My impression is that if I lend some Jew a bunch of money (imagine that!), and when the due date came, he lent it all to someone else, let's call him...Antonio...then HIS loaning of the money to Antonio is the fraudulent transfer and I can get it back? Is there actually "fraud" (ie. misrepresentation) involved anywhere in the transaction?
If i'm right, then at least give me more examples, because I still can't quite grasp the core of the idea.
3 comments:
Dick. It's not boring. I just don't get it.
BUT...at Wash U there have been two anonymous blogs started solely for the purpose of mocking either a single gunner, and one that is now just about railing on any and all gunners.

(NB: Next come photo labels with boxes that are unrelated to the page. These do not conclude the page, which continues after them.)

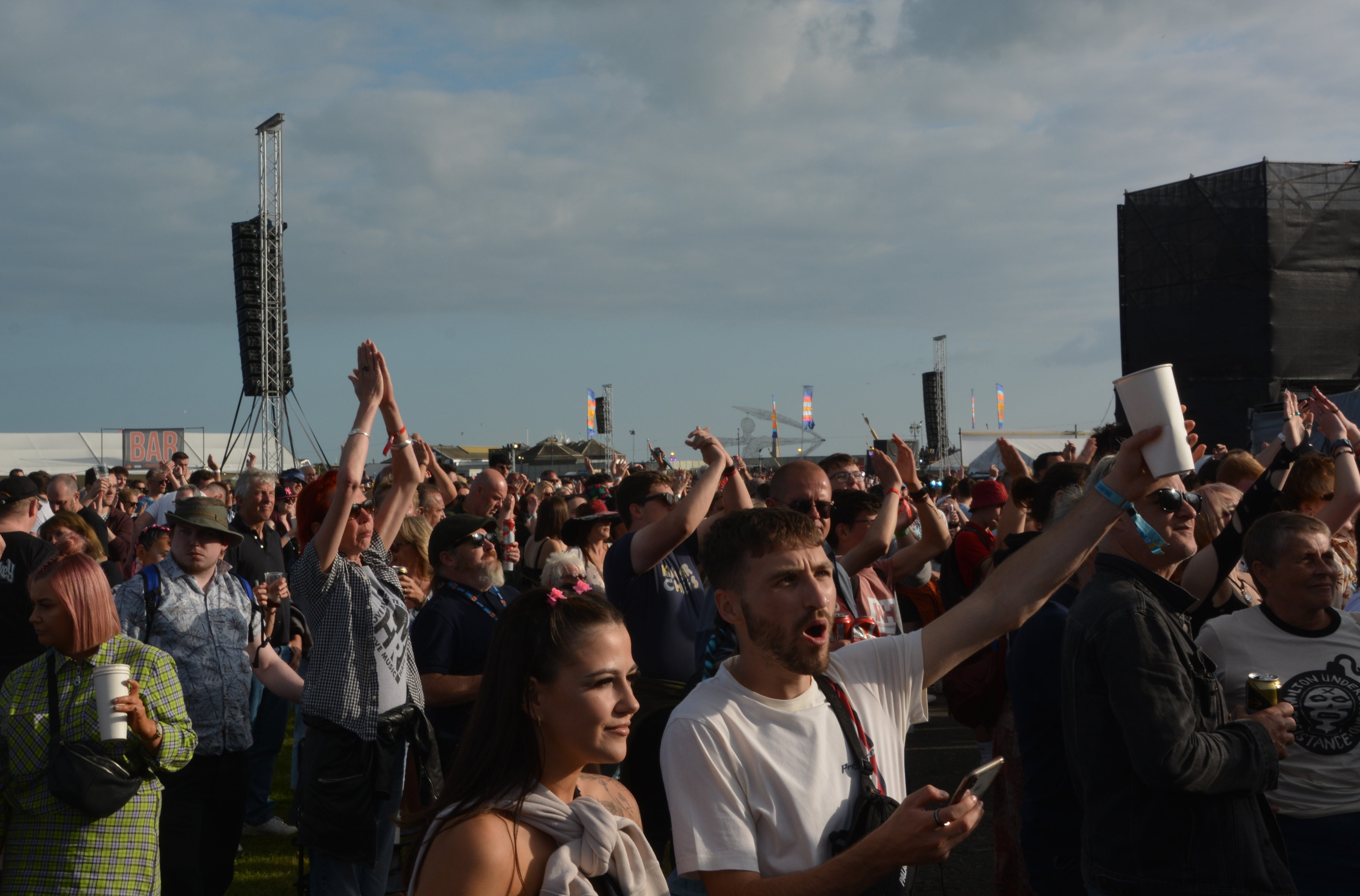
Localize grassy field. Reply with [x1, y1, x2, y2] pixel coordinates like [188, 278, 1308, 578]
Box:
[227, 716, 298, 896]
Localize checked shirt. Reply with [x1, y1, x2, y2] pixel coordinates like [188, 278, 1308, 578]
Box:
[0, 635, 197, 896]
[290, 536, 424, 741]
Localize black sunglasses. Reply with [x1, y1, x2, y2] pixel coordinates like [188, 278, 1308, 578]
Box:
[1129, 488, 1204, 514]
[449, 532, 495, 548]
[785, 498, 831, 519]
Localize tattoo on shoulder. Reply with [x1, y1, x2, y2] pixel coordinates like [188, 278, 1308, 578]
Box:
[590, 775, 638, 821]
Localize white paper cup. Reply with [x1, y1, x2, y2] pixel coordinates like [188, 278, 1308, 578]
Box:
[1114, 364, 1194, 479]
[94, 662, 132, 741]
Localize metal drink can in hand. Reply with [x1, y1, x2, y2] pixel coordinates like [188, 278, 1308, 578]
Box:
[834, 609, 854, 640]
[1247, 672, 1280, 712]
[501, 514, 514, 572]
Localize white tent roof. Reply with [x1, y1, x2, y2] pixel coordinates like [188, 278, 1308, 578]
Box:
[0, 430, 297, 476]
[959, 430, 1091, 474]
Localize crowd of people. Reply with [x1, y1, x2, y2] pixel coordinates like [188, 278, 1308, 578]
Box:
[0, 343, 1360, 896]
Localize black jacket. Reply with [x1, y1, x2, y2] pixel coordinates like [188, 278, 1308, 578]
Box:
[1062, 553, 1296, 896]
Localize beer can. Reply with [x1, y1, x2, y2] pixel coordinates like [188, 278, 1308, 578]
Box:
[832, 609, 854, 640]
[1247, 672, 1280, 712]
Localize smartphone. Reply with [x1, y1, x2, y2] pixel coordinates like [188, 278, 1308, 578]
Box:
[949, 756, 1006, 806]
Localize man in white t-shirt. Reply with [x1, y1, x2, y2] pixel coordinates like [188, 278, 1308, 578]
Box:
[661, 430, 1159, 896]
[1196, 513, 1360, 893]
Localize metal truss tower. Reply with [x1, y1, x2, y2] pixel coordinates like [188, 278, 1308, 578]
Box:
[256, 113, 291, 472]
[596, 382, 613, 457]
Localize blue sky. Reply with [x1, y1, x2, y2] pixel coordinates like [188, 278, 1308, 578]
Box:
[0, 0, 1360, 462]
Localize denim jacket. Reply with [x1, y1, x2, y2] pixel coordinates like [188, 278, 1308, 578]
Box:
[1062, 553, 1296, 896]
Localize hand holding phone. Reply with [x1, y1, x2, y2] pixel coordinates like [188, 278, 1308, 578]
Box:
[949, 756, 1006, 806]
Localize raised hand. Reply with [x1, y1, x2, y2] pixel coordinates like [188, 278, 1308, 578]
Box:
[869, 451, 902, 495]
[892, 432, 921, 492]
[1308, 386, 1360, 443]
[1281, 389, 1306, 451]
[349, 340, 386, 408]
[684, 427, 728, 466]
[997, 436, 1030, 483]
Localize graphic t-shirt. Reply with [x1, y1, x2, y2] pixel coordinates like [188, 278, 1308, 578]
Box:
[604, 532, 705, 681]
[359, 566, 411, 712]
[1196, 604, 1360, 819]
[0, 532, 57, 680]
[661, 631, 927, 877]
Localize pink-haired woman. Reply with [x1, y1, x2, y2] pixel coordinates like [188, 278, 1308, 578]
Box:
[0, 553, 199, 895]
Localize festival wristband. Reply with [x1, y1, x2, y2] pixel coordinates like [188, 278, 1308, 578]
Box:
[1096, 479, 1133, 510]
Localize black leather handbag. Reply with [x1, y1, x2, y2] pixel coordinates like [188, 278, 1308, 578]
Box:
[48, 651, 147, 819]
[816, 676, 915, 896]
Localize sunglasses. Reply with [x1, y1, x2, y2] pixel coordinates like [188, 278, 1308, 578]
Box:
[785, 498, 831, 519]
[449, 532, 495, 548]
[1129, 488, 1204, 514]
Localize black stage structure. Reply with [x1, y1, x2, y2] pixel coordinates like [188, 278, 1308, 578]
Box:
[1117, 159, 1360, 447]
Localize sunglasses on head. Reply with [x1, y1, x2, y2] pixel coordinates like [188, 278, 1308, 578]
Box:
[1130, 488, 1204, 514]
[450, 532, 495, 548]
[785, 498, 831, 519]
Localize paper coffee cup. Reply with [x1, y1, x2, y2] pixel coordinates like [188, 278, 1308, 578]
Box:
[94, 662, 132, 741]
[1114, 364, 1194, 479]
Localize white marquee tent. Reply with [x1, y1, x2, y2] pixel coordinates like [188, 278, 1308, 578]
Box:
[0, 430, 297, 476]
[959, 430, 1091, 476]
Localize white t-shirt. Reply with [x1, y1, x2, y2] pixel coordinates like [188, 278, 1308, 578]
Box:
[359, 566, 411, 712]
[1196, 606, 1360, 819]
[661, 631, 929, 877]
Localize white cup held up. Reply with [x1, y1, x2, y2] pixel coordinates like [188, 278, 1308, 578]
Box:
[1114, 364, 1194, 479]
[92, 662, 132, 741]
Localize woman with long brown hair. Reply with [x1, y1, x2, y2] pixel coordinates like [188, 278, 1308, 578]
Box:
[408, 586, 668, 896]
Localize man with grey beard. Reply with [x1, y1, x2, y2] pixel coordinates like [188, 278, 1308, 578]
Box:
[411, 514, 518, 768]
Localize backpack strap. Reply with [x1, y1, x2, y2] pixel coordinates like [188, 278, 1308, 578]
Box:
[813, 676, 887, 793]
[139, 563, 161, 644]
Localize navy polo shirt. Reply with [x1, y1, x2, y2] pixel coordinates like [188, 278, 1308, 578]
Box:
[411, 582, 520, 741]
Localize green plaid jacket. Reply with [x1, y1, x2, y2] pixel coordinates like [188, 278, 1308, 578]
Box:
[0, 635, 199, 896]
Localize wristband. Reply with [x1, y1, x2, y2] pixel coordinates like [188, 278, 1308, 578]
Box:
[1096, 479, 1133, 510]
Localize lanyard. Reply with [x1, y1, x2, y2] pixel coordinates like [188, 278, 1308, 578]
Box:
[449, 582, 506, 619]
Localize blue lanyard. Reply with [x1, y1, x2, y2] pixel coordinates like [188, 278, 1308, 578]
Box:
[449, 582, 506, 619]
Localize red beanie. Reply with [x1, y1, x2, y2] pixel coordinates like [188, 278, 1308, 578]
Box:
[972, 479, 1011, 510]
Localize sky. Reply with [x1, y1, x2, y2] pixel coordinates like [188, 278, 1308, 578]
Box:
[0, 0, 1360, 457]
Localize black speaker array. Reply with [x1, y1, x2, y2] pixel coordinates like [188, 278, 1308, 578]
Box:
[921, 370, 949, 458]
[231, 217, 292, 397]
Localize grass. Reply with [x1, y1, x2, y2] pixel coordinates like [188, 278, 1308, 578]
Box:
[227, 714, 298, 896]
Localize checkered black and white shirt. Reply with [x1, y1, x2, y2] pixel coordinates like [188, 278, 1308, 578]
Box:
[290, 536, 424, 741]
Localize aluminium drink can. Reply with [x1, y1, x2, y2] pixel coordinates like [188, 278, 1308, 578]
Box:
[1247, 672, 1280, 712]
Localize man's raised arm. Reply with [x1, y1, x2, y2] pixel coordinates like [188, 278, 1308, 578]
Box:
[921, 422, 1169, 684]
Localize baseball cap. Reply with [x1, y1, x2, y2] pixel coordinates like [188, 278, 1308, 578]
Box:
[0, 476, 38, 504]
[972, 479, 1011, 510]
[426, 514, 496, 566]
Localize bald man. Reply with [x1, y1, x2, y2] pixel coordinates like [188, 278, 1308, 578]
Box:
[449, 470, 509, 519]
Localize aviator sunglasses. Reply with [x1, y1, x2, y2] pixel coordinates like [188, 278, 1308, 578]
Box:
[1129, 488, 1204, 514]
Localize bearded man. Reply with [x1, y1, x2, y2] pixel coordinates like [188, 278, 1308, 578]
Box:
[661, 428, 1160, 896]
[411, 514, 518, 768]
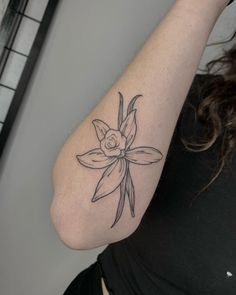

Ten bucks says you're a gunner.
Hey baby
This might have something to do with it. Fraudulent transfers in bankruptcy are those often made right before bankruptcy proceedings are filed. The debtor is trying to get rid of his assets through transfers to creditors he feels more obligated to/prefers/needs etc, who might not be the "priority" secured creditors who are waiting anxiously to "legally" be the first in line to get a piece of the pie once the debtor declares bankruptcy (and his assets are distributed). For a corporation, when it is on the brink of bankruptcy (within the "zone of insolvency"), then creditors can force it to declare an "involuntary" bankruptcy in order to more or less freeze its assets and keep it from spending or tranferring them away. During the "zone of inzolvency period" right before the bankruptcy filing, the directors' fiduciary duties shift from serving the shareholders, to serving creditors. So I would imagine, that if fradulent transfers are proven during the "zone of insolvency" right before the bankruptcy filing, when the creditors are owed the upmost duty of care to preserve or increase assets, then the corporate veil can be peirced by creditors, rather than shareholders, and the directors of the corp could be found personally liable. This piercing would then affect the equitable subordination of creditors (ie how creditors have to get in line once a debtor declares bankruptcy based on the "priority" of their claims-meaning whether or not their claim is secured by collateral), because I am pretty sure equitable priniciples kick in (instead of bankruptcy law which has an order for distributing assets to creditors) since the claim is now in equity (ie fraudulent transfer in light of fid duties owed to creditors) and the order of distribution under bankruptcy law does not have to be followed.
Anyway, this could be a bunch of bs.....just interesting you mentioned it b/c it came up in different ways in corp and bankruptcy recently. Doubt this helps but it was worth a try.... :)
No, I think that makes total sense. But then If I'm not mistaken, then it has nothing to do with "fraud" in the misrepresentation sense, right?